10/08/2003 11:00PM

Sam-Son sends three in turf stakes


ETOBICOKE, Ontario - No owner has dominated the Cup and Saucer Stakes like Sam-Son Farm, which has won the 1 1/16-mile turf race for Canadian-bred 2-year-olds an astounding 13 times.

Mark Frostad trained three of those winners, including first-time starter Atlantic Fury in 2001. Shoal Water made his debut in last year's running and finished a close second for Frostad, who entered a trio of Sam-Son runners in this year's edition Saturday at Woodbine: Silver Ticket, Rainbows for Luck, and Moonlight Duel.

Silver Ticket, who won at first crack in a mile and 70-yard maiden special on the main track, was seventh as the favorite last Sunday in the Grey Breeders' Cup Stakes.

In the Grade 2 Grey, Silver Ticket found himself in the middle of a pack of horses on the clubhouse turn, where jockey Todd Kabel had to take hold of him, according to Frostad.

"He's such a big horse," Frostad said, "and he lost his momentum and never picked it back up. He just galloped around.

"He's a lovely horse who's trained very well. Hopefully, he'll run a little better this time. He's from a turf family."

Rainbows for Luck, one of two horses on the also-eligible list, is a first-timer by recently deceased Epsom Derby winner Benny the Dip.

"He's only just recently come around," Frostad said. "He's a big, gangly horse. He's worked well over the turf. I'm afraid he's not very useful over the dirt."

Moonlight Duel was fourth in a two-turn maiden special on the dirt in his lone outing. "He ran a pretty creditable race," Frostad said. "At least he has a start under his belt."

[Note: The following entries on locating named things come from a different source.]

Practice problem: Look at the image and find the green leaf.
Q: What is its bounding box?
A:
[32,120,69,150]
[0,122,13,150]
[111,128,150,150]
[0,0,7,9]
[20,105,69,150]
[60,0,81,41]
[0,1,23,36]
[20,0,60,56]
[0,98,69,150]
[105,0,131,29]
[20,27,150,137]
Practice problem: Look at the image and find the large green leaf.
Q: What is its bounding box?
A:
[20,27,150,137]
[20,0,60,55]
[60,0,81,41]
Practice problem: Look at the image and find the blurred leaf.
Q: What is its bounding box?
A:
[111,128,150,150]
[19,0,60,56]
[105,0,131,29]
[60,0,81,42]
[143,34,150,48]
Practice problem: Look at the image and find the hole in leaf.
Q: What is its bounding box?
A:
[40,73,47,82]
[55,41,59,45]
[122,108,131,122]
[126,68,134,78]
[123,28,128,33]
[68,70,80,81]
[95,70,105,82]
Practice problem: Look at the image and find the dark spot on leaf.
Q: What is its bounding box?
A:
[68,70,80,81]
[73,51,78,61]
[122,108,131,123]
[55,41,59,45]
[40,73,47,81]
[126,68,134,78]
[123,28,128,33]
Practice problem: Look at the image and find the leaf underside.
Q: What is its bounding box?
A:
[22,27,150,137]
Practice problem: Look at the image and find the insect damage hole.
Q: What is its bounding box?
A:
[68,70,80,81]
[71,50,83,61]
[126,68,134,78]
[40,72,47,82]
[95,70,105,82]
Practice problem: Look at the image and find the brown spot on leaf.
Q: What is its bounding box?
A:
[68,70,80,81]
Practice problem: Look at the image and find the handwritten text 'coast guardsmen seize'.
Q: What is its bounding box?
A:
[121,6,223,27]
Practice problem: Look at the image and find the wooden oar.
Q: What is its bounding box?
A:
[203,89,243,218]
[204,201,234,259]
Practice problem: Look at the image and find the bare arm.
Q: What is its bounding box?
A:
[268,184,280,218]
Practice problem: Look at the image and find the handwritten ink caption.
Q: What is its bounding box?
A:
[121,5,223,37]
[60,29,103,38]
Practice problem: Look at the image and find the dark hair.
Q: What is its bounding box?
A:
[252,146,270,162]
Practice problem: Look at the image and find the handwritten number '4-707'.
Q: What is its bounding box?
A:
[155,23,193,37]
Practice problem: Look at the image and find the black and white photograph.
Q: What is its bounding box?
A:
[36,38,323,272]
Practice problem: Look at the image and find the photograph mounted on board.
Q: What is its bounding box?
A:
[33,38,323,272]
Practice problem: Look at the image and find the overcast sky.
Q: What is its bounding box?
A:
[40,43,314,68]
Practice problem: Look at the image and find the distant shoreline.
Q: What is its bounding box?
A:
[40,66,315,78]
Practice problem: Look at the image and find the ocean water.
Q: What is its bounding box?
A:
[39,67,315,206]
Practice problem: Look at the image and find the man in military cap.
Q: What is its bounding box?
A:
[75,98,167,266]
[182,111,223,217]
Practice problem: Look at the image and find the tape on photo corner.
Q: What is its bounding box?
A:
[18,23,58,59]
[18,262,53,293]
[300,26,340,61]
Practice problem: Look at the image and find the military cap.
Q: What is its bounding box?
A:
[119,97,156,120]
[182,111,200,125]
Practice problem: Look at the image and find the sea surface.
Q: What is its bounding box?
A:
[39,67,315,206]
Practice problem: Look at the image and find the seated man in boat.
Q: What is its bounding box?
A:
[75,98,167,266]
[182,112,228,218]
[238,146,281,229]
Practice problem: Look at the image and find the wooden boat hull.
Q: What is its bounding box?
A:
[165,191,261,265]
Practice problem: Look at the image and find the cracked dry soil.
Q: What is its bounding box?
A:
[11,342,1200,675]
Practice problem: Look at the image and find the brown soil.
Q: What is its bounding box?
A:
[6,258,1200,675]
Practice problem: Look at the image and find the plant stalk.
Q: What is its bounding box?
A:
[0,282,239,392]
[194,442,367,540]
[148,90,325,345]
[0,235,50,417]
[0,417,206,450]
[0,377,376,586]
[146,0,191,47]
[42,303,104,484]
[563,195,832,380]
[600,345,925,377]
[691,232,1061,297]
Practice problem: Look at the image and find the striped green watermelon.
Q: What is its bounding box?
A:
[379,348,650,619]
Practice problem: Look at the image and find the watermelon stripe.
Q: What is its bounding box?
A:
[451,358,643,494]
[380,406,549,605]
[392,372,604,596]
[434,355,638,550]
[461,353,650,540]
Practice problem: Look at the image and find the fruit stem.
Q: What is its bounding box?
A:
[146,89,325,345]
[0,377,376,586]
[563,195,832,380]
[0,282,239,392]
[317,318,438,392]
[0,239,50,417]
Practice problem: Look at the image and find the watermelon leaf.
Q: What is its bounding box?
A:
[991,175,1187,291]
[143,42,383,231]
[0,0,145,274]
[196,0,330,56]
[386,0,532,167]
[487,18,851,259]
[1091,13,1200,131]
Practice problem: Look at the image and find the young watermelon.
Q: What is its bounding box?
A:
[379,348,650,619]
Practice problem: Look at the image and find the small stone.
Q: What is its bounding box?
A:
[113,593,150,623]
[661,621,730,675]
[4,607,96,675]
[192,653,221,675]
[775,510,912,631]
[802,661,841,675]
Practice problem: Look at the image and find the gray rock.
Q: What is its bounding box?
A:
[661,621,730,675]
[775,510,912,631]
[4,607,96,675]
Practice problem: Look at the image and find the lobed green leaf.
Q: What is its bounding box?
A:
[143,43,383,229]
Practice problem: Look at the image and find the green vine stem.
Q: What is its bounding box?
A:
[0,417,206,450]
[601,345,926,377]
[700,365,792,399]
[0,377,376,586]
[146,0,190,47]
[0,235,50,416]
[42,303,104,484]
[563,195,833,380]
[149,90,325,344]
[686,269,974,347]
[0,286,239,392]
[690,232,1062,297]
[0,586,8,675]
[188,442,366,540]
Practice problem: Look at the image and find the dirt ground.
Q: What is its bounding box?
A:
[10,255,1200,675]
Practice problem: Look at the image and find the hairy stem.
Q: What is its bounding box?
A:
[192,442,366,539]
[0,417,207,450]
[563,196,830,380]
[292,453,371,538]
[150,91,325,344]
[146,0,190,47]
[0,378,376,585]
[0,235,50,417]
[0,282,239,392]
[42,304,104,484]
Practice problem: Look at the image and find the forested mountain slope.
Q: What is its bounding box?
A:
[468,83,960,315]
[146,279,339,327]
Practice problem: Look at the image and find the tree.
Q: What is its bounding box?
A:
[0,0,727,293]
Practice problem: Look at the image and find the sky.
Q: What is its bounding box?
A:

Moonlight Duel is a full brother to Hard Edge, a stakes-placed turf runner. His half-brother Think Red won the 2000 Toronto Cup Stakes on turf.

Among the other 13 entrants in the $250,000 race are Winter Whiskey and Not Again Dan, who were each supplemented to the race at a cost of $5,000.

Winter Whiskey pulled off a 10-1 upset three weeks ago in the seven-furlong Swynford Stakes. Trainer Catherine Day-Phillips said Winter Whiskey, a son of Whiskey Wisdom, has a license to handle the grass, a surface he has yet to compete over.

"His mother broke her maiden on the turf," Day-Phillips said. "When we breezed him a quarter-mile on the turf, he seemed really comfortable on it."

Not Again Dan, in his only start, rallied for third in a seven-furlong maiden special on the grass in August.